The rant is over. The hotel was great, staff eager to please and they prepared a meal for us at 9.30pm. Pokhara was quiet, clean and pollution free - a totally different world to Kathmandu. We will have that holiday, just a little late. If you keep your sense of humour Nepal is a great place. Nepalis are very proud and defensive of their nation and we have not included many criticisms because Nepalis are generally such nice people and patiently put up with so much. The 10 year Maoist Insurgency, as it's called, that ended in 2006 wrecked so much of the infrastructure and destroyed the economy. Kathmandu has doubled in size in 10 years because people fled from the countryside dominated by Maoists. Nepalis all tell you that they'll catch up and Nepal will be a great place again and we hope it will.
And never mind our rants.
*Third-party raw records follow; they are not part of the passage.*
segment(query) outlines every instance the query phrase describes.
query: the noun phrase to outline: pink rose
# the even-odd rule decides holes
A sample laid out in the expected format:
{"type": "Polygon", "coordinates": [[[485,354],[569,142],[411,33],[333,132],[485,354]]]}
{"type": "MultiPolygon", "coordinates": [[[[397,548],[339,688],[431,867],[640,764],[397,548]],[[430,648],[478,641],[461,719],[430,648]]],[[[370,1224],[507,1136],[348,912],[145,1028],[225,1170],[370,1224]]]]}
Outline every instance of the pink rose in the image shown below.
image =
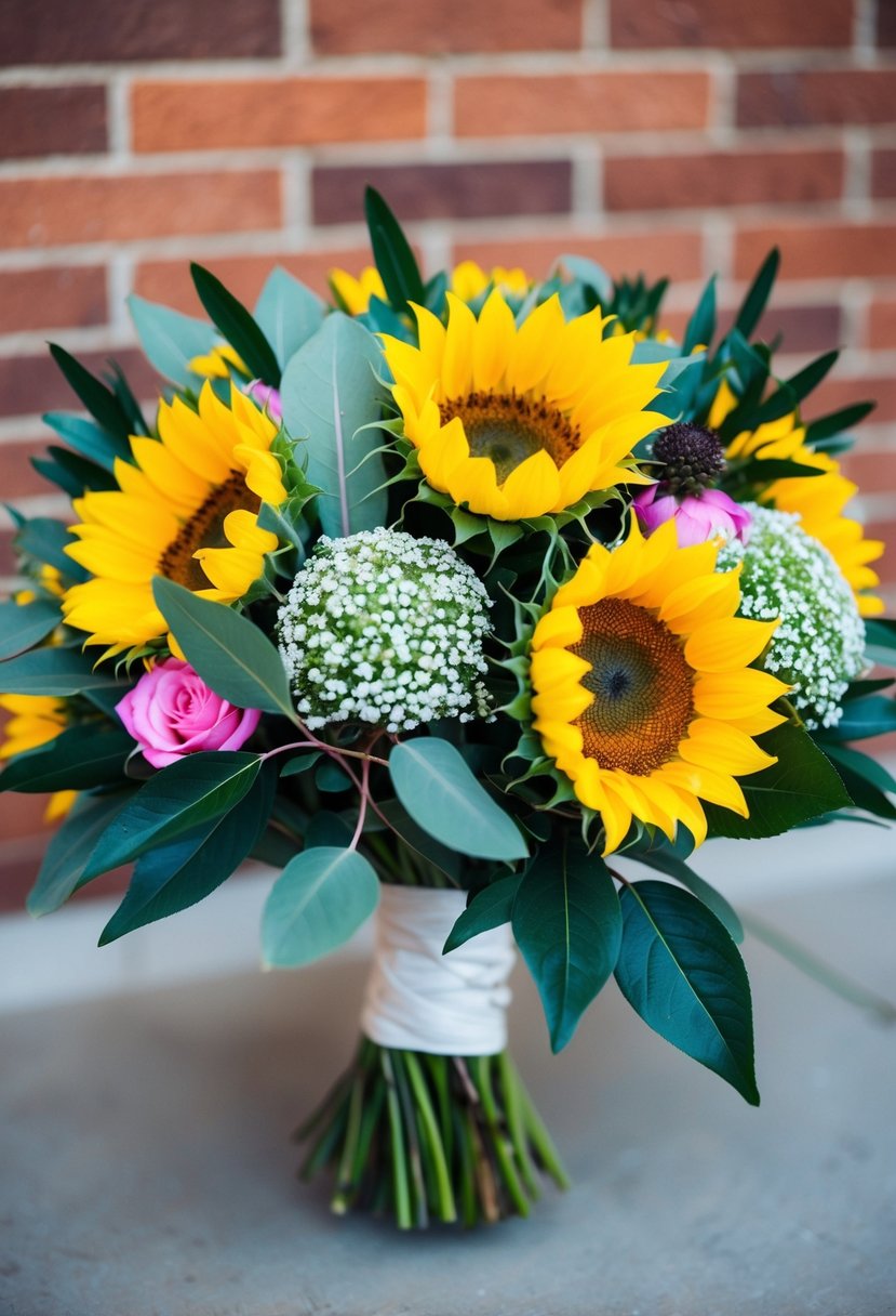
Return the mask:
{"type": "Polygon", "coordinates": [[[180,658],[145,672],[116,712],[152,767],[176,763],[197,750],[239,749],[259,724],[258,708],[221,699],[180,658]]]}
{"type": "Polygon", "coordinates": [[[254,379],[246,387],[246,392],[259,407],[267,407],[268,416],[275,424],[279,425],[281,422],[282,403],[280,401],[280,390],[275,388],[273,384],[264,384],[260,379],[254,379]]]}
{"type": "Polygon", "coordinates": [[[662,484],[652,484],[635,496],[635,511],[646,534],[652,534],[665,521],[674,520],[678,542],[683,549],[692,544],[706,544],[716,534],[746,544],[751,524],[746,508],[721,490],[704,490],[699,496],[686,494],[679,499],[674,494],[663,494],[662,484]]]}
Bear a thought for Prakash and Pooja, on their way to meet Prakash's new mother in law. We've heard they were a few miles back in the same jam and didn't reach Pooja's home village till 2am. As my mother used to say in this sort of situation, "There's always someone worse off then you".
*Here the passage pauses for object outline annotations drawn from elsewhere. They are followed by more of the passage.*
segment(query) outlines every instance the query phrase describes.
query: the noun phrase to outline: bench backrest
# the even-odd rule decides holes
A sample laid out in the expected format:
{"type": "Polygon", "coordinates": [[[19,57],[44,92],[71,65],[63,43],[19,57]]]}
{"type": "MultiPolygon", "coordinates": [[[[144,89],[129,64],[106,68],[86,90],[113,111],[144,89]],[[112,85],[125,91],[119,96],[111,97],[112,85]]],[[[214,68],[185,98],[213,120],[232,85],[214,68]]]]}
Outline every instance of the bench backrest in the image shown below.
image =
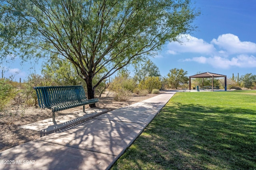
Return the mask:
{"type": "Polygon", "coordinates": [[[40,108],[87,100],[82,86],[34,87],[40,108]]]}

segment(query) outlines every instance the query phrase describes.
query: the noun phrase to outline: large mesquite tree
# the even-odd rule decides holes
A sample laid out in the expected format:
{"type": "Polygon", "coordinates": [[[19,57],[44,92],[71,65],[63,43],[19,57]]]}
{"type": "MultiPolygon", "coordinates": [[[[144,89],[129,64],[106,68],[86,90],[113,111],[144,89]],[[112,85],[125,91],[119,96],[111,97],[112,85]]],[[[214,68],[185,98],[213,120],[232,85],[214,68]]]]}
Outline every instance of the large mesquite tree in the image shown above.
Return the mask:
{"type": "Polygon", "coordinates": [[[117,70],[193,31],[199,13],[192,6],[189,0],[0,0],[1,57],[68,61],[93,98],[117,70]]]}

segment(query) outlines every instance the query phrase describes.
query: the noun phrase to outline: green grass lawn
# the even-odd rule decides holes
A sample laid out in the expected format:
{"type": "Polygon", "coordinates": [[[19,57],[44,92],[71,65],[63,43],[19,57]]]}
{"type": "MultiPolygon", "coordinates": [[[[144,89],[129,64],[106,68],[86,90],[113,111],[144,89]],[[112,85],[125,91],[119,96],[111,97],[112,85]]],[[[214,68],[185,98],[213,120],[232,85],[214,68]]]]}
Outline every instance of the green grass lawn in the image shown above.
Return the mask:
{"type": "Polygon", "coordinates": [[[112,170],[256,170],[256,91],[177,93],[112,170]]]}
Continuing the subject of driving habits, we also enjoyed a Nepali ambulance ride. Even though Kath 'only' had a fractured wrist she was taken to hospital in the nearest large town, Bharatpur, by the local ambulance. As the driver approached Bharatpur there was a lot of traffic. He put on flashing headlights, blue light, bells and siren. Nobody took a blind bit of notice. At one point when there was a chance to pass a coach and four lorries, the coach suddenly pulled out in front and slowly overtook the lorries, blocking our view of oncoming traffic.
And finally the drive back from Chitwan to Kathmandu was almost pleasant. We had that careful driver we'd longed for and a front seat so we could see all that was going on. The heavy lorries being repaired by the side of the road; a back axle fallen off, gearbox off and in pieces being repaired by the roadside, brake drums off and brakes being repaired in situ. How do these ancient vehicles survive the constant wrecking from the road surface? How does the crumbling road surface survive the constant pounding of heavy vehicles? We saw our first accident that had most likely been fatal - two lorries with cabs totally crushed. Not a happy scene. And finally here's a question for discussion over a beer or two.
A heavily overloaded lorry, loaded with tree trunks, some projecting 4 feet beyond the rear end is stopped on the steepest part of a sharp hairpin. Rear suspension is totally collapsed with the load resting on the rear wheels. Front wheels are barely touching the road. In our six weeks I've not seen any mobile heavy lifting equipment or breakdown vehicles. How do you move it and clear the major road along which nearly all Nepal's trade flows?
We're enjoying ourselves. New hotel in Kathmandu is great. This negative stuff is just to amuse the petrolheads. A little bit about the holidays later. Wish you were here.
- comments
Judy Ponsford OK, it was a hard day, but a nepali loo ( hole in the ground) for Kathie, with just one useful arm..... very hard ! Glad to see the plaster doesn't look recycled and the sling looks reasonably modern, probably recycled though ! I do hope it's comfortable, Kathie, such bad luck. Plaster off in 6 weeks over here, so you'll probably just be back home by then. Keep blogging, we are enjoying reading it very much.